Let's look at some instances of things that came up since the documentary that relate to Steven Avery. Those who think he killed Teresa Halbach became obsessed with the evidence not presented in Making a Murderer. They said the fact Steven Avery used *67 when he called Halbach meant he was trying to hide his identity (how that would even work is beyond me. If she answered the phone, what was he going to say? If he wanted her at his house, he'd have to tell her where she was going, and since she'd been there before...). They said that the documentary hid the fact that Avery once opened the door to Halbach only wearing a towel so that must mean something horribly sinister. And then the infamous thing about "sweat DNA" which meant the documentary purposely tried to hide this thing that isn't even a thing.
If you look at any evidence, you can twist it any way you want to make someone LOOK guilty. "Steven Avery gave a false name to lure Halbach to his property."
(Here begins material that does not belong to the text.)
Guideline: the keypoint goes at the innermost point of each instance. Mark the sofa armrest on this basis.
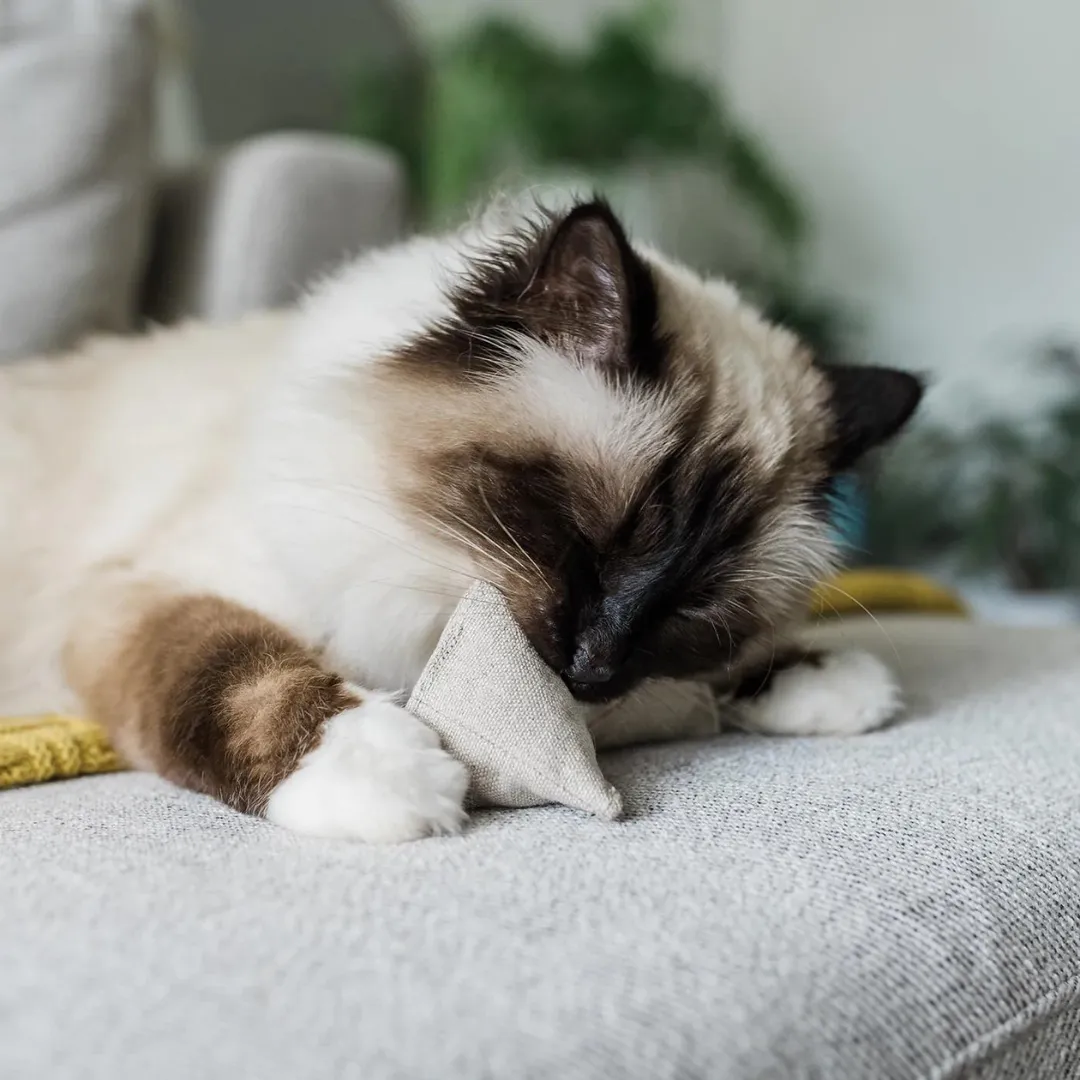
(251, 227)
"Steven Avery had leg irons and handcuffs in his room so he must have planned to do this all along."
"Someone said Avery planned to make a torture chamber so he could torture women."
These are just a few examples of things that could make him appear guilty if nobody bothers to question them properly.
What was Making a Murderer about? Wasn't part of it about the unfairness? About how the police leapt to conclusions the second Steven Avery's name was linked with Teresa Halbach, and the damage this has done to two men?
So... knowing how enraged people are about this, why are so many piecing together information they've found and saying, "THIS PERSON DID IT! I CAN PROVE IT!" Well, if you actually can prove it, great. But unless you have 100% solid evidence that puts that person in the frame, you don't have proof; you have an opinion.
I could give a list of names of people who could be suspects, but they can't all have done it. That means that 99% of that list, and maybe even 100%, would be innocent. People's reputations are being dented on maybes and what ifs.
The presumption of innocence is what Steven Avery never had. That's one of the reasons people were so upset by his story. So why are people treating others the same way Avery was treated?
And now you're thinking... what does Making a Murderer have to do with all that crap about Take That and One Direction? Well, it's this. When people club together to throw insults and attacks at a celebrity, it can lead to a massive snowball of hate which gathers more and more momentum until people notice, and until people start to believe. The same thing is happening with MaM. One person says, "I have found a piece of evidence that says (insert name) killed Teresa Halbach." And another person sees it and says, "You know... I thought that too." Retweet. "Oh my God, them too?! Wow, maybe there's something in this." Maybe a quick internet search to dig up some other "evidence" to back it up. Retweet. "Whoa... this is looking like it can't be a coincidence now." Retweet. And so on and so forth. Before you know it, someone who may be perfectly innocent is being pointed out as a murderer, and when they're harmlessly wandering down the street, people are shouting things at them accusing them. Damaging a reputation that shouldn't be damaged.
If people throw stones, others get hurt. Except accusing someone of murder is less of a stone and more of a gigantic rock. So before you pick up your next rock, ready to hurl it at some unsuspecting victim, you'd best be sure you're throwing it at the right person, and that you have more than hearsay to back it up.